Re: linux/fs/open.c:sys_open() & filename zero copy patch

Linus Torvalds (torvalds@cs.helsinki.fi)
Sun, 1 Dec 1996 14:51:19 +0200 (EET)


On Sun, 1 Dec 1996, Ingo Molnar wrote:
>
> we currently do getname() to copy the pathname from user-space to
> kernel-space. Is this necessary?

Yes.

> I'm now running a kernel with the following patch, that uses the
> user-space pointer. [the patch is against vanilla 2.1.13]

This is horribly broken.

> the open("temptemp",rw) benchmark went down from 39 usecs to 30 usecs,
> mainly due to the __get_free_page() & free() we are not doing now. [on a
> 100 MHz Neptun]

It "works", but ahs the following problems:
- it accesses user space through a normal pointer.
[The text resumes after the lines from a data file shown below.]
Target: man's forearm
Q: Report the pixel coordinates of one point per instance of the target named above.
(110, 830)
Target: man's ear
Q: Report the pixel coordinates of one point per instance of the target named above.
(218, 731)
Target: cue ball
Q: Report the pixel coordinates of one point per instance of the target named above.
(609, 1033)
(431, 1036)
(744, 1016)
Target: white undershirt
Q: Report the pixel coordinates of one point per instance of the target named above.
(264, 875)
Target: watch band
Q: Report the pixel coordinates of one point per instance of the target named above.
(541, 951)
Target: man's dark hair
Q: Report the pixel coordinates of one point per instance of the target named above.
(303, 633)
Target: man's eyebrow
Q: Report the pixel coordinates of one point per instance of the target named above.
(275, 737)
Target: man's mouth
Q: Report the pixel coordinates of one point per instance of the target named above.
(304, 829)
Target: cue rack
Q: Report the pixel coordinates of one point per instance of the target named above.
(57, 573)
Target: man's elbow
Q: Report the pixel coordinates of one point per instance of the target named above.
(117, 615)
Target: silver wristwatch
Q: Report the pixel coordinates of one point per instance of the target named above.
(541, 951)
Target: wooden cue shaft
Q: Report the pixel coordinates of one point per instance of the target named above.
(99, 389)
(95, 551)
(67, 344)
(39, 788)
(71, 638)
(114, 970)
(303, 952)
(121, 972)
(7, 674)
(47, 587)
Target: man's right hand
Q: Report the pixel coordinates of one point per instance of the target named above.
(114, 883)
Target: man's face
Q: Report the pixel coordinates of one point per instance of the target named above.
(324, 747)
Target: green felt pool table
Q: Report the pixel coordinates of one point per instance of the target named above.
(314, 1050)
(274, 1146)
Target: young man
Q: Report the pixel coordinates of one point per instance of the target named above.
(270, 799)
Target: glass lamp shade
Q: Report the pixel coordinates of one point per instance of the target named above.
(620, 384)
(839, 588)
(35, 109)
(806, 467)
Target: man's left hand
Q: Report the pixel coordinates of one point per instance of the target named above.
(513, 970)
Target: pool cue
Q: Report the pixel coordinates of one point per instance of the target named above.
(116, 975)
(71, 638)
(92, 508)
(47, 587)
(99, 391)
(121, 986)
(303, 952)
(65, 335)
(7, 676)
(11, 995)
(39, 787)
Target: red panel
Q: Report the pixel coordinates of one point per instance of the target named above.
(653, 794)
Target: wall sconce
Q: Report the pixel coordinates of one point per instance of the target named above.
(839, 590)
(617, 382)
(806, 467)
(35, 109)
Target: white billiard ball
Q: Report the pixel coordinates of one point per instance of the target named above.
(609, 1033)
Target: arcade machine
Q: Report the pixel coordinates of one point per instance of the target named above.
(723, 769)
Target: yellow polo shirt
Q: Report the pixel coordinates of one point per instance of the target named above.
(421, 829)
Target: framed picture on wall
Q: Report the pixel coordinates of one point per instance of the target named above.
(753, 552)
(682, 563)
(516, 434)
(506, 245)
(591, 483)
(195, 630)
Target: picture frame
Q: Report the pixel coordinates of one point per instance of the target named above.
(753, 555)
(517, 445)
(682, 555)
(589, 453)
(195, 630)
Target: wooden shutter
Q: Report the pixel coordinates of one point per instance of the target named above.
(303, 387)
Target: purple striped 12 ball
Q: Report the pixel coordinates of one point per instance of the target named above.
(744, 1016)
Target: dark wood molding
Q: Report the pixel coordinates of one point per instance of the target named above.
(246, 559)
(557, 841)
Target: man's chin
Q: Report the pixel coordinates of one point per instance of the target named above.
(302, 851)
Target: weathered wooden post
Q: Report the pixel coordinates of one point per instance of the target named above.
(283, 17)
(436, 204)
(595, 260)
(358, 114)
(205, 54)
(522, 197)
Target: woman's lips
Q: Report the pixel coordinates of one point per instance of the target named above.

That's a no-no (try
your patch on 2.0.x, for example, or on a m68k machine). Total
breakage.
- it has race conditions like you wouldn't believe. Because the name is
in user space, a page fault (and thus a reschedule) can occur at any
time we access the name in the filesystem layer: like in the lookup()
code.

> ps. there are some other places where we use getname() ...
> ps2. is it really this easy? :)

No, it really is _not_ that easy.

Sure, it improves performance, but at the same time you get all the funny
"MicroSoft special effects" like random kernel corruption, users who give
pointers into kernel memory and are able to look at kernel data,
non-deterministic behaviour under heavy load etc etc.